Fig. 4

Influence of anti-ER antibodies on the DNA-protein complex formation in MCF-7 and 21PT cells. MCF-7 and 21PT cells were grown in complete medium as described in the legend to Figure 3. Nuclear extracts were prepared, and protein content was measured and subjected to EMSA as described in Figure 3. (A) The structural and functional domains of ER. The epitope maps of the three ER-antibodies used in this experiment are shown below the sketch, details of the ER-antibodies are described in the Materials and Methods. (B) The influence of ER-Ab-1, mouse IgG, and anti-NF-κ-p50 antibody (rabbit polyclonal IgG raised against 15 amino acid residues mapping at the NLS region of NF-κB-p50, mouse, rat, and human reactive, Santa Cruz Biotechnology, Santa Cruz, CA). Binding reaction conditions were the same as described above. Nuclear extracts of 2.5 µg or 0.5 µg of either of these antibodies or mouse IgG, and ³²P-ERE-Oligo (30,000 cpm, 1 ng) were used in 10 µl of duplicate binding reactions and incubated for 30 min at room temperature followed by EMSA analysis.
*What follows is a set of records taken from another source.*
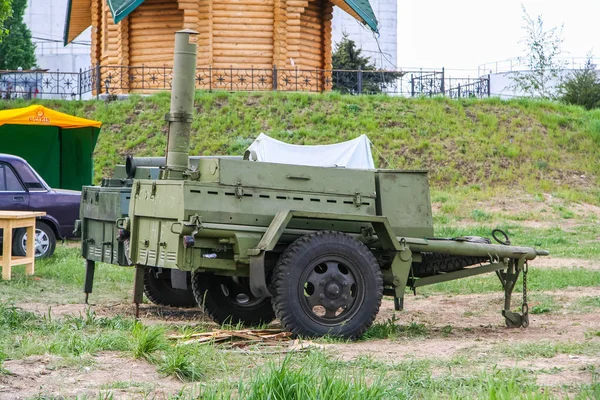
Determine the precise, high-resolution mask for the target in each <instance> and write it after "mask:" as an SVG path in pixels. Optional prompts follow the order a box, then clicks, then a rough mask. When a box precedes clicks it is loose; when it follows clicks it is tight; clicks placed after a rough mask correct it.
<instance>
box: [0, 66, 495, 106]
mask: <svg viewBox="0 0 600 400" xmlns="http://www.w3.org/2000/svg"><path fill="white" fill-rule="evenodd" d="M171 79H172V68H171V67H166V66H165V67H146V66H141V67H124V66H96V67H93V68H90V69H88V70H80V71H79V72H47V71H5V72H2V71H0V98H4V99H12V98H61V99H82V98H90V97H92V95H95V96H100V95H103V94H107V95H114V94H123V93H131V92H133V93H136V92H138V93H148V92H152V91H162V90H170V89H171ZM196 88H197V89H199V90H208V91H230V92H234V91H307V92H322V91H327V90H336V91H340V92H342V93H350V94H356V95H359V94H378V93H384V94H389V95H397V96H405V97H418V96H438V95H445V96H449V97H452V98H460V97H487V96H489V95H490V91H489V88H490V84H489V76H486V77H481V78H476V79H472V78H463V79H456V78H449V77H446V75H445V71H444V69H442V70H441V71H434V70H418V71H361V70H356V71H348V70H321V69H314V70H309V69H298V68H295V69H281V68H276V67H273V68H263V69H261V68H233V67H231V68H198V69H197V71H196Z"/></svg>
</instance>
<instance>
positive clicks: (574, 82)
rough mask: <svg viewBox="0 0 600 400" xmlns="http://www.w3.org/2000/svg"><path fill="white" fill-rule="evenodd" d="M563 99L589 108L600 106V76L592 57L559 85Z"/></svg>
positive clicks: (588, 108)
mask: <svg viewBox="0 0 600 400" xmlns="http://www.w3.org/2000/svg"><path fill="white" fill-rule="evenodd" d="M559 95H560V99H561V101H563V102H565V103H567V104H575V105H578V106H582V107H584V108H585V109H587V110H591V109H593V108H598V107H600V78H599V77H598V73H597V72H596V68H595V65H594V64H592V59H591V57H590V58H588V60H587V62H586V63H585V67H584V68H583V69H580V70H578V71H575V72H574V73H573V75H572V76H571V77H570V78H569V79H567V80H566V81H565V82H563V83H562V84H561V85H560V86H559Z"/></svg>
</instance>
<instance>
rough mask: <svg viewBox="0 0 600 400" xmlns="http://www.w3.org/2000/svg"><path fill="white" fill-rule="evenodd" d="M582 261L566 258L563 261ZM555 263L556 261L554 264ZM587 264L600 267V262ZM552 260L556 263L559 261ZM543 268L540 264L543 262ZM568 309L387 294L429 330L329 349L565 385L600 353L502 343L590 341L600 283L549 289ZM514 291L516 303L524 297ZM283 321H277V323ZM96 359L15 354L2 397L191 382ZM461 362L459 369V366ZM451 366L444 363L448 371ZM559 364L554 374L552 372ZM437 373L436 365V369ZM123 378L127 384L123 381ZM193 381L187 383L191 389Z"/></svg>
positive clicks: (389, 362) (126, 310)
mask: <svg viewBox="0 0 600 400" xmlns="http://www.w3.org/2000/svg"><path fill="white" fill-rule="evenodd" d="M572 263H575V264H577V265H580V264H581V263H580V262H579V261H577V260H564V264H562V265H564V266H570V265H571V264H572ZM550 264H551V263H549V265H550ZM592 264H593V263H590V265H586V267H589V268H593V269H596V268H598V266H597V265H595V264H594V265H592ZM552 265H553V266H554V265H555V264H552ZM538 267H541V266H538ZM544 294H545V295H550V296H553V297H554V298H555V299H556V300H557V301H558V302H560V304H561V305H562V308H561V309H560V310H559V311H557V312H551V313H544V314H537V315H536V314H533V315H530V327H529V328H528V329H507V328H506V327H505V326H504V322H503V318H502V317H501V315H500V313H499V311H500V309H501V308H502V304H503V297H502V293H501V292H497V293H492V294H476V295H434V296H423V295H417V296H407V298H406V300H405V310H404V311H400V312H396V311H394V308H393V302H392V301H391V300H390V299H384V301H383V303H382V307H381V310H380V312H379V315H378V317H377V320H376V322H386V321H389V320H390V319H391V318H396V323H397V324H401V325H408V324H410V323H412V322H415V323H418V324H423V325H424V327H425V333H424V334H423V335H419V336H416V337H401V338H398V339H394V340H368V341H358V342H354V343H326V344H324V345H323V346H324V349H325V350H324V351H325V352H327V353H328V354H329V355H331V356H332V357H336V358H340V359H342V360H346V361H349V360H353V359H356V358H357V357H361V358H362V357H367V358H369V359H371V360H375V361H380V362H384V363H390V364H392V363H398V362H402V361H406V360H418V359H430V360H431V359H433V360H437V361H441V362H443V361H444V360H447V361H450V360H452V359H453V358H456V357H461V356H462V357H468V358H469V359H471V360H474V361H475V362H473V363H472V365H470V363H467V364H469V365H467V366H462V367H459V368H458V370H460V369H462V370H463V371H462V373H470V372H476V371H474V370H476V369H477V368H479V369H481V368H482V365H487V366H488V367H489V368H491V367H492V366H494V365H496V366H498V367H499V368H512V367H518V368H524V369H527V370H529V371H532V373H534V374H535V375H536V376H537V383H538V384H540V385H544V386H550V387H557V386H560V385H563V384H570V385H572V384H585V383H591V380H592V376H591V374H592V370H593V369H594V368H600V354H595V355H585V356H583V355H569V354H558V355H556V356H554V357H551V358H543V357H524V358H519V357H517V358H515V357H510V356H507V355H506V353H505V352H503V351H502V349H503V348H506V347H507V346H512V345H520V344H527V343H544V342H547V343H557V342H560V343H577V342H583V341H585V340H587V336H589V333H590V331H594V332H596V331H598V329H599V327H600V313H599V312H598V310H597V309H596V310H595V311H594V312H579V311H577V310H576V309H574V307H573V304H574V303H575V302H576V301H577V299H579V298H582V297H589V296H593V297H596V296H599V297H600V288H574V289H567V290H561V291H546V292H544ZM518 300H519V299H518V296H517V295H515V297H514V301H515V304H516V302H518ZM19 306H20V307H22V308H23V309H25V310H29V311H33V312H36V313H40V314H47V313H48V305H47V304H43V303H23V304H19ZM92 309H93V310H94V311H95V312H96V313H97V315H99V316H114V315H133V311H134V309H133V306H132V305H130V304H112V305H96V306H92ZM51 312H52V314H54V316H56V317H61V316H64V315H67V314H73V315H79V314H80V313H81V314H83V313H85V306H84V305H83V304H68V305H56V306H52V308H51ZM141 319H142V321H143V322H145V323H156V322H159V321H161V322H164V321H167V323H170V324H186V323H194V324H197V323H198V322H199V321H204V322H206V323H207V324H211V322H210V321H208V320H207V319H206V317H204V316H203V314H202V313H201V312H200V311H198V310H178V309H170V308H164V307H156V306H153V305H143V306H142V308H141ZM275 325H276V324H275ZM88 364H89V365H84V366H77V367H73V366H65V365H61V362H60V359H59V358H58V357H55V356H35V357H29V358H26V359H23V360H9V361H6V362H5V363H4V367H5V368H6V369H7V370H8V371H10V374H9V375H3V376H0V399H25V398H31V397H34V396H36V395H39V394H40V393H44V394H53V395H59V394H60V395H61V396H64V397H65V398H68V397H74V396H84V395H85V396H88V397H92V398H97V397H98V393H99V392H101V391H103V390H104V391H106V390H107V388H110V391H111V392H112V394H113V396H114V398H153V399H162V398H168V397H169V396H170V395H173V394H175V393H177V392H178V391H179V390H181V389H183V388H185V387H186V384H184V383H182V382H180V381H178V380H176V379H174V378H167V377H164V376H161V375H159V374H158V372H157V371H156V368H155V367H154V366H153V365H151V364H149V363H147V362H145V361H143V360H133V359H130V358H126V356H123V355H121V354H118V353H102V354H98V355H96V356H94V357H92V358H91V360H90V362H89V363H88ZM456 370H457V369H455V368H453V371H456ZM444 371H447V370H440V371H439V373H443V372H444ZM548 371H552V373H548ZM433 373H434V375H435V374H436V371H435V370H434V371H433ZM119 383H122V386H123V388H120V387H119ZM189 385H190V384H187V386H188V388H189Z"/></svg>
The retarded DNA-protein bands are indicated by the arrows. (C) The similar analysis of duplicate samples of binding reactions with nuclear extracts (2.5 µg) of MCF-7 and 21PT cells in the presence of 0.5 µg of anti ER-antibodies TE1-11 or SRA 1010 under the conditions described above. These experiments were repeated three times with a different order of additions and preincubations of nuclear extracts, either with antibodies followed by addition of ³²P-ERE-oligo or with ³²P-ERE oligo followed by addition of ER-antibody. All of these experiments showed results similar to those presented here.